Modern vs past abrupt changes in the Arctic

Seminar by Eystein Jansen from University of Bergen

22 January 2020
KST 10:00 – 11:00

The Seminar is being held in Room 1010 (Jasmin) – Integrated mechanical engineering building. Click here for the campus map.

The Arctic is currently warming at a high rate of change, with an average amplitude twice the global mean.  Are these changes unprecedented in the climate record as we know it? How do these changes scale with some of the most pronounced abrupt warmings recorded in the palaeoclimate record, such as DO events? One obvious way to answer these questions is to compare present and projected changes with the classical examples of abrupt changes as recorded in the Greenland ice cores.
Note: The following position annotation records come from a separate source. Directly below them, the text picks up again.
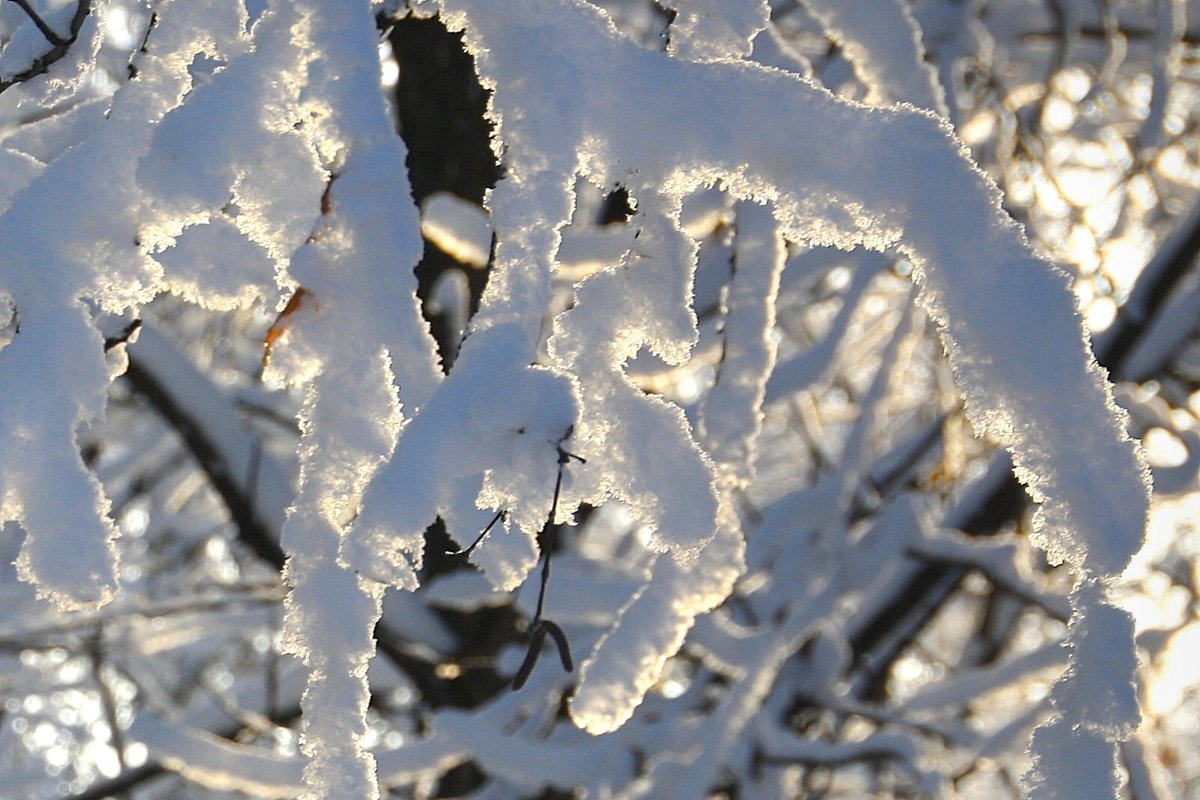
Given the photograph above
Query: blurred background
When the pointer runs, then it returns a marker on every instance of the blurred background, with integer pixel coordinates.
(877, 524)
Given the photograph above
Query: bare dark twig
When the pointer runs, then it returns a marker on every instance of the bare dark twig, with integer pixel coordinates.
(60, 46)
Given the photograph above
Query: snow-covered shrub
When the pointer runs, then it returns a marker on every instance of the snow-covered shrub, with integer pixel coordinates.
(735, 400)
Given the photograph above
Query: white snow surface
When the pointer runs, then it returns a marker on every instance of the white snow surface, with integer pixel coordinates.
(304, 179)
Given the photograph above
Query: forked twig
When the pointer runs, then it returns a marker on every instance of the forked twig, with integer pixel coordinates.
(541, 627)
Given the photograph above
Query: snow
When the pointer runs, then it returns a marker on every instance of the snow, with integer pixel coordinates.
(882, 40)
(300, 186)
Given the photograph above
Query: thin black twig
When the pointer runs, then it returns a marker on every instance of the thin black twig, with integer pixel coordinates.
(60, 47)
(471, 548)
(541, 627)
(47, 31)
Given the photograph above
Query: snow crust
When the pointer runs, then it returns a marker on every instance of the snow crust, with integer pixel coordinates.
(300, 186)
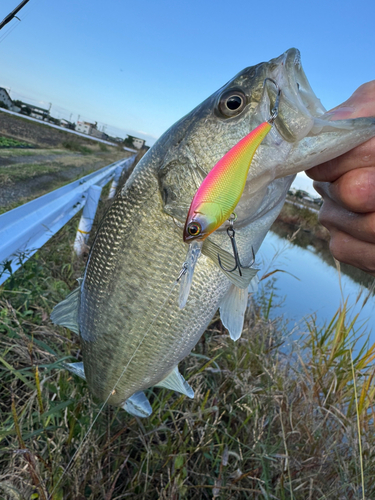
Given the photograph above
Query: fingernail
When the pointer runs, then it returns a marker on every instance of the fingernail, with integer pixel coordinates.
(340, 113)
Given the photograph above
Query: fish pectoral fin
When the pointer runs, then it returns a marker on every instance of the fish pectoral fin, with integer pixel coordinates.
(232, 311)
(176, 382)
(211, 250)
(76, 369)
(138, 405)
(65, 313)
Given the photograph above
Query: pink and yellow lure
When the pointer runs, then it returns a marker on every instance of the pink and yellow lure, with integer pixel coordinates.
(221, 190)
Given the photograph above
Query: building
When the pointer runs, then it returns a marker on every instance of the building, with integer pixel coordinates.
(134, 142)
(90, 129)
(6, 102)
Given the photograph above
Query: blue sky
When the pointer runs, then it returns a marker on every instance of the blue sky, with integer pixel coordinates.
(137, 67)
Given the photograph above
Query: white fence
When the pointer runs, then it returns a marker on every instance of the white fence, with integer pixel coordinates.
(25, 229)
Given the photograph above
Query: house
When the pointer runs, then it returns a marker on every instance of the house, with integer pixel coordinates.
(134, 142)
(6, 102)
(90, 129)
(67, 124)
(85, 127)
These have been taken to show that key elements of the climate system are capable of changing abruptly, in particular in the Arctic region, but with major repercussions throughout the climate system outside of the high northern latitudes. In the ice2ice project we have documented that the amplitude and rate of change of the DO-warmings are highly dependent on sea ice dimunition in the Nordic Seas. Here we show that ongoing Arctic sea ice retreat is involved in temperature changes over large regions of the Arctic that encompass rates of change that are on par with those of DO-events, and are compatible with rates of change recorded in model simulations of DO-events. An analysis of future temperature changes in CMIP5 model experiments show that, depending on future emission scenarios, major parts of the Arctic are likely to experience or have already experienced abrupt temperature changes. The extent of these changes is, however, geographically more constrained in low emission scenarios, but the analysis shows that model experiments underestimate the already observed abrupt changes.